1. Clean the grill entirely—take out the grill grate, the burners and the grease trap. Check your manufacturer’s directions for the best way to do this.
2. Clean the grill grates to keep food from sticking. If you have a stainless steel or cast iron grate, preheat the grill and simply scrape with a wire brush. You can also place a piece of aluminum foil on top of the grate, turn the grill to medium, and close the lid. After 5 minutes, anything on the grate will burn off or scrape off easily with a wire brush.
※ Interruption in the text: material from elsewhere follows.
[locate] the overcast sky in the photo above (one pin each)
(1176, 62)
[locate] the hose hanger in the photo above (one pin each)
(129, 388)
3. When heating up your grill, leave the vents open; this actually creates higher temperatures because fire needs oxygen to burn. Be sure to close up the vents for actual grilling,
4. Know how hot your grill is. To determine the approximate temperature of your grill, carefully place your hand, palm side down, five inches above the grate and count the seconds you can comfortably hold your hand there.— 2 or less: high (at least 450°)
— 3-4: medium-high (400°)
— 5-6: medium (350°)
— 7-8: medium-low (300°)
5. Use tongs instead of a fork to turn foods. When grilling meat is punctured, the escaped juices from the meat could cause a flare-up (and you don’t want your hand three inches away when that happens!).
6. Resist the urge to press down on burgers while they’re grilling. By not pressing down on the burgers, you’ll keep all the juices inside.
7. If you’re grilling over charcoal, keep a spray bottle with water handy. A squirt or two directly on the coals should tame any flame.
8. Be food safe! Four smart ways to avoid cross contamination from raw to cooked food when grilling:— Be sure to have a clean serving platter for cooked food at-the-ready—don’t use the one you used for carrying raw food out to the grill. — Discard used marinade or always bring to a full rolling boil for at least one minute before using it to baste or as a sauce. — Baste food only after it has been flipped once; this way if you’re basting with something like a sweet BBQ sauce, it won’t burn. — Always marinate raw meat, poultry and seafood separately from produce.
9. Be sure to let meat and fish develop a seared crust before you try to flip them. Otherwise, you risk the food sticking to the grill and falling apart.
10. Try using unexpected ingredients—a quick turn on the grill gives items like leafy romaine hearts, pineapple slices, halved fresh peaches and avocados a great smoky flavor!